I suggested that she ask to put the grievance on hold to see if a solution could be found. Although S was not offered the original job she wanted, she was then offered another permanent job on the same terms and conditions.  This happened after she wrote a letter setting out her disappointment but also saying she wanted to move on to resolve things.  S accepted the job – not without some nervousness about whether it would work. Fortunately, it did ; 18 months later S wrote to me to say the job had worked out.

The lesson for lawyers who are used to litigating, as I once was, is that most clients will get more of what they want through constructive dialogue with their employer – with a little help and coaching on the side from a lawyer.

Sadly, few clients remain employed as they come to us too late.  Even so, we often negotiate substantial exit packages worth 6-12 months’ salary.

Example of Settlement Agreement

T had worked for a large company for eight months but, after his probationary period had expired, was told that the contract was not working out.   He was told his performance was inadequate, without any prior warning, even though his department was doing well financially and he was meeting his targets. He was put on garden leave for three months, but not given his full notice pay. He was offered a settlement agreement and sought our advice.

YESS suggested that, while he had no rights to claim unfair dismissal because he hadn’t worked there for two years, he could argue that he had rights under his contract of employment which the company should honour. This included his full notice pay and bonuses based on performance. YESS advised he should also ask for a good reference and that he should try to negotiate directly with his employer, with YESS advising him behind the scenes.
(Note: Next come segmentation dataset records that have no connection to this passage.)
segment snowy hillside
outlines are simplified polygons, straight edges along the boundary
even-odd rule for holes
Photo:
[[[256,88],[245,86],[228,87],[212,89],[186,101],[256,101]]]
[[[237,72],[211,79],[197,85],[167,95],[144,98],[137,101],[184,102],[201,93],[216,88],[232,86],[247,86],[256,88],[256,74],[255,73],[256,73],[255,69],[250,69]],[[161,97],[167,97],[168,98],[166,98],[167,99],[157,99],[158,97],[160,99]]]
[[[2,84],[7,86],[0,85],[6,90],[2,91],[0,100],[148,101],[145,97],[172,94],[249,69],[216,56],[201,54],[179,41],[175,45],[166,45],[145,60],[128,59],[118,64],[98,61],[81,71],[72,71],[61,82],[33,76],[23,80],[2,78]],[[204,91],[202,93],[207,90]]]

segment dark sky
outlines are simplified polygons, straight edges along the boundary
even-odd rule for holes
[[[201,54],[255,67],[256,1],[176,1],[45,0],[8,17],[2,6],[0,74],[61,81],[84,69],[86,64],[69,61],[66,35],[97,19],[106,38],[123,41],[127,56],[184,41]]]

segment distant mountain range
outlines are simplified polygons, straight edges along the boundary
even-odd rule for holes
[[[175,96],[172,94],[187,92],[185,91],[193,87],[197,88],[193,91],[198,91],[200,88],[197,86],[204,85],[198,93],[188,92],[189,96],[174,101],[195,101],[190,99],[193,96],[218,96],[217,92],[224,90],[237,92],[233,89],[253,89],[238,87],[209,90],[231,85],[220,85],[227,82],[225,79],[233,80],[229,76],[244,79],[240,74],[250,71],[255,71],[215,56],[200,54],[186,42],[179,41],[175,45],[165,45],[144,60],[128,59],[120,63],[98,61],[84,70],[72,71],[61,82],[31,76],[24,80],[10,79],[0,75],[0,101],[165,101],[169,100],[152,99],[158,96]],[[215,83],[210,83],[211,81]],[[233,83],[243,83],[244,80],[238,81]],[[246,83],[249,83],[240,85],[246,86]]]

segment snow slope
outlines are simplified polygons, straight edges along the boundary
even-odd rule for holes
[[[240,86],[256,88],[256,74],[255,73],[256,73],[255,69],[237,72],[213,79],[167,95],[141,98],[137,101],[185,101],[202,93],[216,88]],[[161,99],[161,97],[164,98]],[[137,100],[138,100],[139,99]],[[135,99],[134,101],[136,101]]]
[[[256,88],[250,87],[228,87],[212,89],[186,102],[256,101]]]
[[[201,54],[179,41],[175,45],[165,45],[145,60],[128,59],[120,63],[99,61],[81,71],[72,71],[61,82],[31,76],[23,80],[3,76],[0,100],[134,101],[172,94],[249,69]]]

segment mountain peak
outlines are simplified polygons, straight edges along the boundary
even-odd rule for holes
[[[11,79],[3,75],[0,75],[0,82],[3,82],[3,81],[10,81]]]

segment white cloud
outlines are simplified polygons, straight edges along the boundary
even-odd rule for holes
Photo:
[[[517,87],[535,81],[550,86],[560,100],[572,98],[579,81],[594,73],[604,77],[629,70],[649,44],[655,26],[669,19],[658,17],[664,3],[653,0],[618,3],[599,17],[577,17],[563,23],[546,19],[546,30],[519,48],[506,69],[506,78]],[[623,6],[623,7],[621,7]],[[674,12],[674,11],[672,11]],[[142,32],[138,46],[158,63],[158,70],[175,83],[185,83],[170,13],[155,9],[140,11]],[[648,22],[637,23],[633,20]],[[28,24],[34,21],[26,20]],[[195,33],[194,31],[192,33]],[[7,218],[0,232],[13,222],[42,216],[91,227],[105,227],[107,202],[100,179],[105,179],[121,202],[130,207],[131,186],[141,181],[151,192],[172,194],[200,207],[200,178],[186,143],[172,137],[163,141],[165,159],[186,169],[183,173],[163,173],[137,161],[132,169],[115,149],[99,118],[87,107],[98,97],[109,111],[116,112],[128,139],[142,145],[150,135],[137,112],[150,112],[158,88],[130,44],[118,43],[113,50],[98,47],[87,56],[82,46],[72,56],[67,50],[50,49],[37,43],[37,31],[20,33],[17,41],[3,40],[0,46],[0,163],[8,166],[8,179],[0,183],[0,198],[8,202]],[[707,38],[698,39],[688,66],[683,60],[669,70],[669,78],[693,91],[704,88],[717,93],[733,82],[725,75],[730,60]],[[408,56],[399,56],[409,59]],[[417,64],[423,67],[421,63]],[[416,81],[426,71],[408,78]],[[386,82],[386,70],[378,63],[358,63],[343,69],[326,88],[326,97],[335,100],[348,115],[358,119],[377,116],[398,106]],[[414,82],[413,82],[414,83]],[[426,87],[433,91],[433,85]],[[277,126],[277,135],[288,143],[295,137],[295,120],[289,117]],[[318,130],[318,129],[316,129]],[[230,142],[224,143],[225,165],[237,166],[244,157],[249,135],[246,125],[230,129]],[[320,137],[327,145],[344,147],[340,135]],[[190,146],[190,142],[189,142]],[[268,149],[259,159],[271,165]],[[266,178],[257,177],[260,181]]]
The result was that T reached an amicable settlement, with his full notice pay, bonuses and a further tax-free “termination” payment to compensate him for losing his job.  He also had a good reference which helped him find a new job.

While legal advice on the final terms is an essential part of a settlement agreement getting lawyers involved directly in negotiations doesn’t always pay.  An amicable agreement between two former colleagues may be far easier to achieve when the client negotiates directly with their boss, but with advice behind the scenes.